RECUERDOS DE MI INFANCIA
Relato con origen : Castronuevo de los Arcos
Lumbre de invierno crepitando en el hogar helado, aroma a café negro y denso que mi abuelo prepara temprano y perfuma la casa para despertar a sus madrugadores moradores. Mi abuela, con andar cansino, se acerca a la cocina y, casi sin hablar, coge una taza de la alhacena verde y se sirve el brebaje humeante; luego se sienta en una silla baja de anea y se hacen las preguntas rutinarias de cada mañana:
• ¿Has descansado?
• Bien, gracias, ¿y tú?
• Bien
Estas ocho palabras repetidas a través de los años casi han perdido su significado, pero cada día constituye la manera de saludarse los abuelos. Luego, ambos permanecerán un rato en silencio mirando el fuego hasta que uno de ellos se levante y comience la jornada de trabajo.

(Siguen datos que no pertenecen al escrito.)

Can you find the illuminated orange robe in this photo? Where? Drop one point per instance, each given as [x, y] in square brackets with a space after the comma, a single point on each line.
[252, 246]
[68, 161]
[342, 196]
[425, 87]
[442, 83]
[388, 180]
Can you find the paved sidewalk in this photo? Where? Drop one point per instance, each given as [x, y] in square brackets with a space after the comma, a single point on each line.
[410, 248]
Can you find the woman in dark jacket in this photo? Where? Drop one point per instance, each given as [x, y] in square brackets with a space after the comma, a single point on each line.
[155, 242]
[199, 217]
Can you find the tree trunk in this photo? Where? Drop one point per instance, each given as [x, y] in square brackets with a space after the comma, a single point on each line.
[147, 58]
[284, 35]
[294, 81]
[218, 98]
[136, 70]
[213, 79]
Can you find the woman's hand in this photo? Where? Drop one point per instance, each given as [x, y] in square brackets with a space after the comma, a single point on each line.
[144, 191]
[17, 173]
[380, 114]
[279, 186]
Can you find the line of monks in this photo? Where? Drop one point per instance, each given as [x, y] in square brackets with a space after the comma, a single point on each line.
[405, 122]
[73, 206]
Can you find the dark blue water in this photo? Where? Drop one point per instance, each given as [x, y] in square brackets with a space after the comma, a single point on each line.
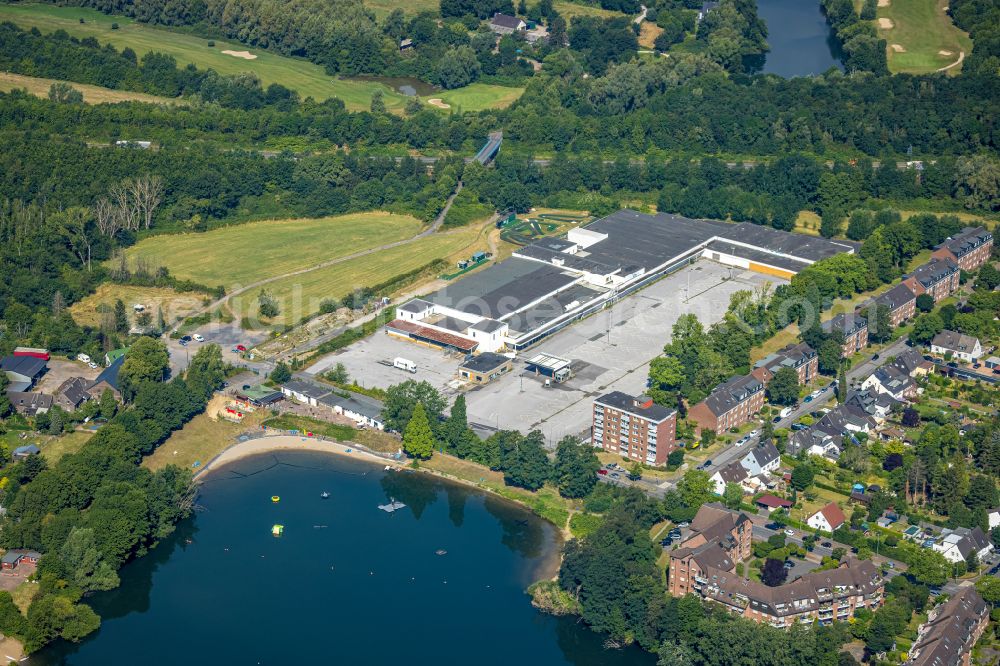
[801, 41]
[365, 588]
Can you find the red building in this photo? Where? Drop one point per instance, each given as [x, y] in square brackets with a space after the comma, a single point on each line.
[970, 248]
[636, 428]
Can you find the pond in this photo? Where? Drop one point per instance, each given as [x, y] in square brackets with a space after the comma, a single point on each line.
[441, 581]
[802, 42]
[406, 85]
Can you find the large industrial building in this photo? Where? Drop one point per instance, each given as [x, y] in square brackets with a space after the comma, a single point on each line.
[548, 284]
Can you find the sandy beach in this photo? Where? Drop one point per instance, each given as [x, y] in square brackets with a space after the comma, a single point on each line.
[253, 447]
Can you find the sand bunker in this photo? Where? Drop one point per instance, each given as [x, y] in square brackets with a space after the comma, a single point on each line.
[246, 55]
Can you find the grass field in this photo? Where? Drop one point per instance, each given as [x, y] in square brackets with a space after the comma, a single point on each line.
[175, 305]
[248, 252]
[309, 79]
[300, 295]
[91, 94]
[922, 37]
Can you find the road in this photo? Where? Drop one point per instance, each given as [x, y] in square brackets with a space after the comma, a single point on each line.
[860, 371]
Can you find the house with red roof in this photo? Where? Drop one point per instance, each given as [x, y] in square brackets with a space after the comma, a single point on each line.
[827, 519]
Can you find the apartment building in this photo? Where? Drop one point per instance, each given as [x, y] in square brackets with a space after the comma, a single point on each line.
[705, 565]
[900, 300]
[730, 405]
[634, 427]
[853, 327]
[970, 248]
[801, 357]
[938, 277]
[951, 630]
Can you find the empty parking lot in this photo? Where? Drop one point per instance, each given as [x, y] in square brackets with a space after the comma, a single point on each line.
[610, 350]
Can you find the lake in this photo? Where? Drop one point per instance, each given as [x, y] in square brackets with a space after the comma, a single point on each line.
[346, 583]
[801, 41]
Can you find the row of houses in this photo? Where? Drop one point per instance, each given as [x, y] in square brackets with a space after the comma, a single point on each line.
[24, 370]
[951, 630]
[361, 409]
[705, 565]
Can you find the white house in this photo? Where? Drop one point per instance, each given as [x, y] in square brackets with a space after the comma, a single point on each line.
[734, 472]
[761, 459]
[956, 545]
[963, 347]
[827, 519]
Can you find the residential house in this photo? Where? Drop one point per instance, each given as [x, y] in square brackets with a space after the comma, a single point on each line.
[874, 404]
[22, 371]
[30, 403]
[960, 346]
[502, 24]
[853, 327]
[14, 558]
[891, 381]
[730, 405]
[773, 503]
[484, 368]
[734, 472]
[970, 248]
[801, 357]
[363, 410]
[827, 519]
[305, 392]
[901, 301]
[957, 544]
[912, 363]
[26, 451]
[761, 459]
[72, 393]
[634, 427]
[705, 565]
[938, 277]
[951, 630]
[108, 379]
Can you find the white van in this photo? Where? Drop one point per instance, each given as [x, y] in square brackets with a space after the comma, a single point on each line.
[404, 364]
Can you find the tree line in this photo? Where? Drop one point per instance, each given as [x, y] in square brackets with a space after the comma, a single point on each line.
[92, 511]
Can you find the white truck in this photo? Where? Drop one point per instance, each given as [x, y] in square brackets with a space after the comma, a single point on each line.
[404, 364]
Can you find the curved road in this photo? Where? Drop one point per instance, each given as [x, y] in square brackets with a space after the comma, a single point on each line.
[434, 227]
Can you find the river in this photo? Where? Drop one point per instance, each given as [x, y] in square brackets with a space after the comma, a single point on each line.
[801, 40]
[345, 583]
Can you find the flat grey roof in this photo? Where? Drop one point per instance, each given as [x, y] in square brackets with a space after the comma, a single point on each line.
[503, 288]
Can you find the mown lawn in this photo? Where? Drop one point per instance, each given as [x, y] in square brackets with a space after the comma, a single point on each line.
[91, 94]
[245, 253]
[301, 295]
[307, 78]
[926, 39]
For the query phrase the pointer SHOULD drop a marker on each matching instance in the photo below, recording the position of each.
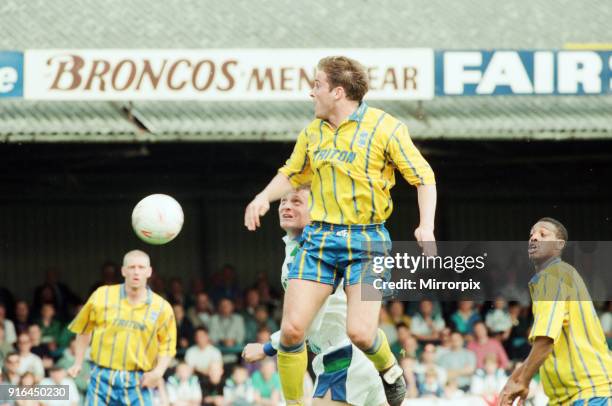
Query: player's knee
(291, 333)
(362, 336)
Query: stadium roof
(461, 24)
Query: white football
(157, 219)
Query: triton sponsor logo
(332, 154)
(129, 324)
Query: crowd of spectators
(447, 349)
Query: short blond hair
(135, 253)
(346, 73)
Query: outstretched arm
(277, 188)
(518, 383)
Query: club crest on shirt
(363, 138)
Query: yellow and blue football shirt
(580, 366)
(126, 337)
(351, 169)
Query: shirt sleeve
(166, 333)
(84, 322)
(275, 340)
(407, 158)
(549, 314)
(297, 168)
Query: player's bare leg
(303, 299)
(362, 329)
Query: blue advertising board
(523, 72)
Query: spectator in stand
(22, 317)
(397, 312)
(52, 330)
(58, 376)
(10, 372)
(10, 335)
(459, 363)
(196, 286)
(483, 345)
(56, 292)
(261, 319)
(176, 293)
(200, 314)
(430, 386)
(407, 364)
(452, 391)
(428, 357)
(110, 276)
(517, 345)
(425, 325)
(38, 347)
(29, 362)
(8, 300)
(251, 301)
(403, 333)
(266, 382)
(5, 348)
(184, 387)
(27, 379)
(445, 345)
(238, 390)
(489, 381)
(203, 354)
(184, 330)
(67, 360)
(606, 322)
(212, 385)
(465, 317)
(227, 331)
(498, 319)
(411, 348)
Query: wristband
(269, 350)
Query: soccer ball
(157, 219)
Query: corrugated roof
(24, 121)
(460, 24)
(505, 117)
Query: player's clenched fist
(257, 208)
(426, 240)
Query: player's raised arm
(277, 188)
(415, 169)
(294, 173)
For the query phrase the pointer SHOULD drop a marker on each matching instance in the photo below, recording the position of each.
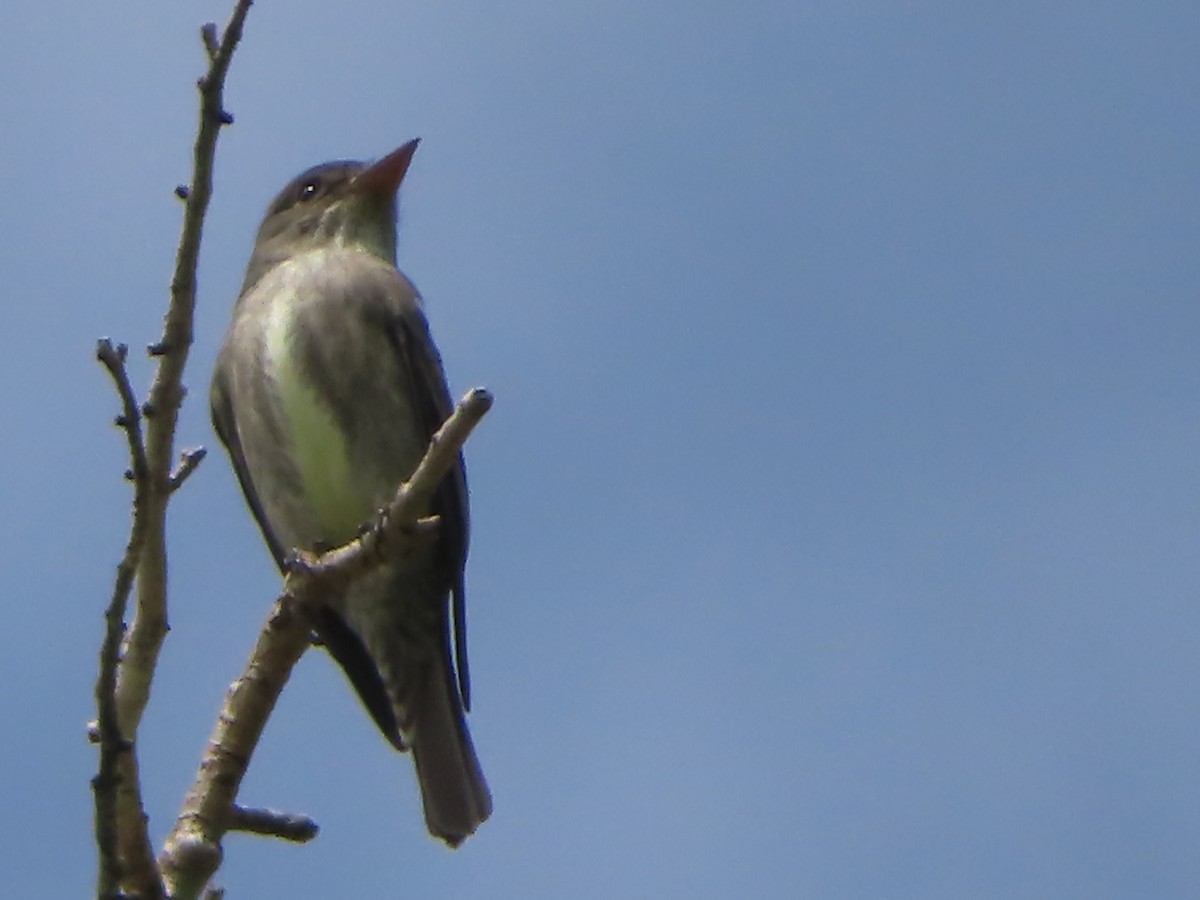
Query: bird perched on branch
(325, 394)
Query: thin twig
(268, 822)
(119, 853)
(129, 655)
(189, 461)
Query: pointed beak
(383, 178)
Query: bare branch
(189, 461)
(129, 655)
(121, 839)
(145, 635)
(130, 420)
(268, 822)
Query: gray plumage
(325, 394)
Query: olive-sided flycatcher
(325, 393)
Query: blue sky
(835, 527)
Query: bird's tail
(454, 792)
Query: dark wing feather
(414, 346)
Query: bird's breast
(318, 445)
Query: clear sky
(837, 526)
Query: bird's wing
(421, 366)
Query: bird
(325, 393)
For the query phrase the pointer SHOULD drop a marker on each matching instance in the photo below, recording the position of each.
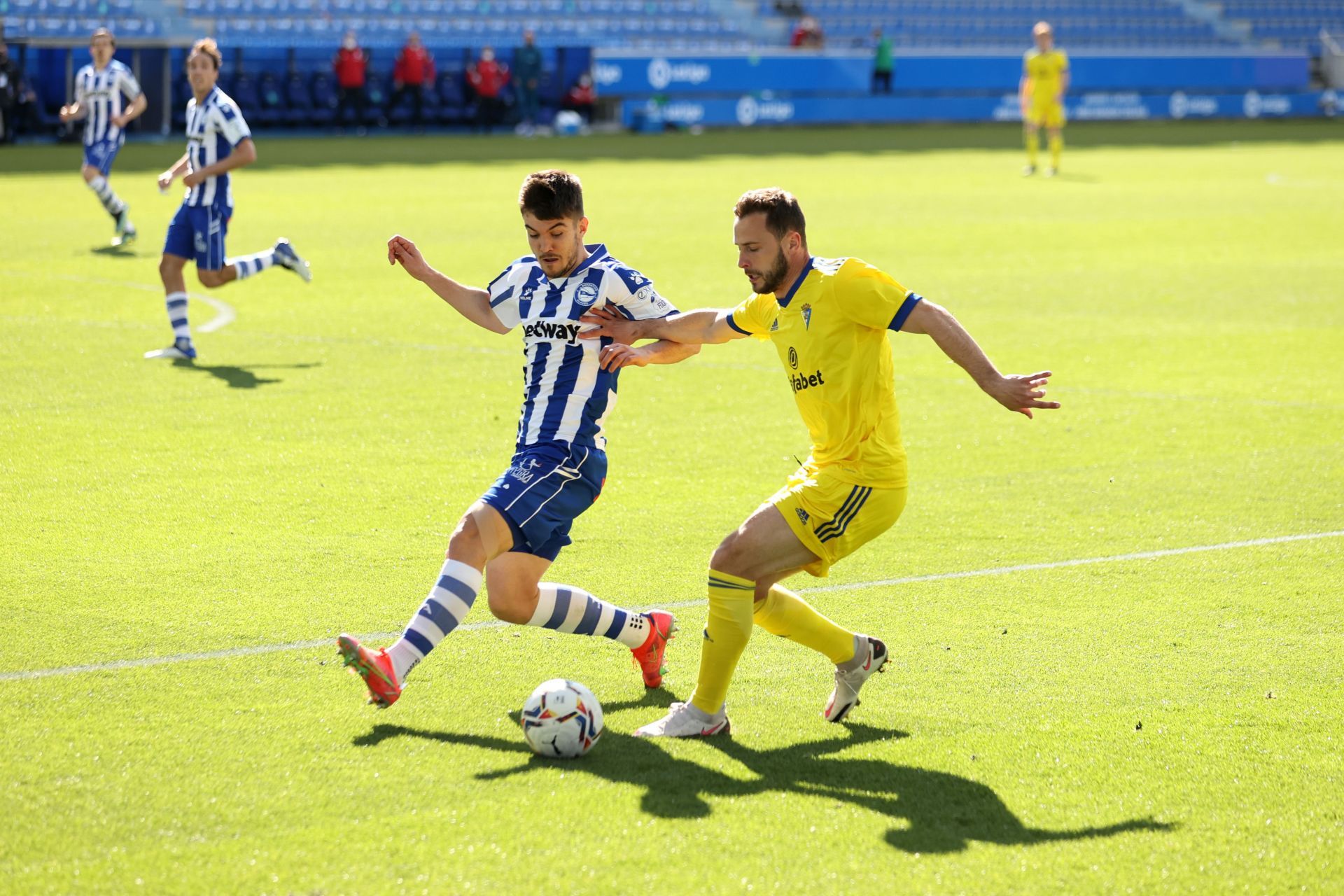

La abuela irá a la habitación para hacer las camas, con esfuerzo porque es mayor y le cuesta trabajo remeter las sábanas a ambos lados de los altos tálamos. Después barrerá la casa y comenzará a preparar la comida porque aquí, en el pueblo, se almuerza temprano. Quizá venga alguna camioneta ambulante vendiendo productos: pan, verduras, carne o pescado y eso le servirá de entretenimiento porque las vecinas se juntan para hacer sus compras y hay ocasión de charlar un rato.
Sin embargo, el abuelo apurará el café con calma, encenderá un cigarro, se calará la gorra y la pelliza para salir casi huyendo de casa camino a las tierras que son su vida; cada día visita una dependiendo de las necesidades que requiera y, aunque ya no trabaja por su avanzada edad, sí dirige con mano firme a mi tío para que haga lo que él dicta. Nunca utilizó otro medio de transporte que no fueran sus pies; hacía largas caminatas y solo en contadas ocasiones subía al tractor o al remolque. En las tierras sus ojos cambiaban; como buen castellano era un hombre parco, afable pero callado, incapaz de manifestar sus sentimientos; no obstante, con sus ojos lo decía todo y, al contemplar aquellos terrones secos, la fructífera remolacha, los campos de maíz o de cereal que se extendían ante él, a veces esbozaba una sonrisa de satisfacción que resumía su bienestar y el orgullo de pertenencia a aquel lugar para él casi sagrado.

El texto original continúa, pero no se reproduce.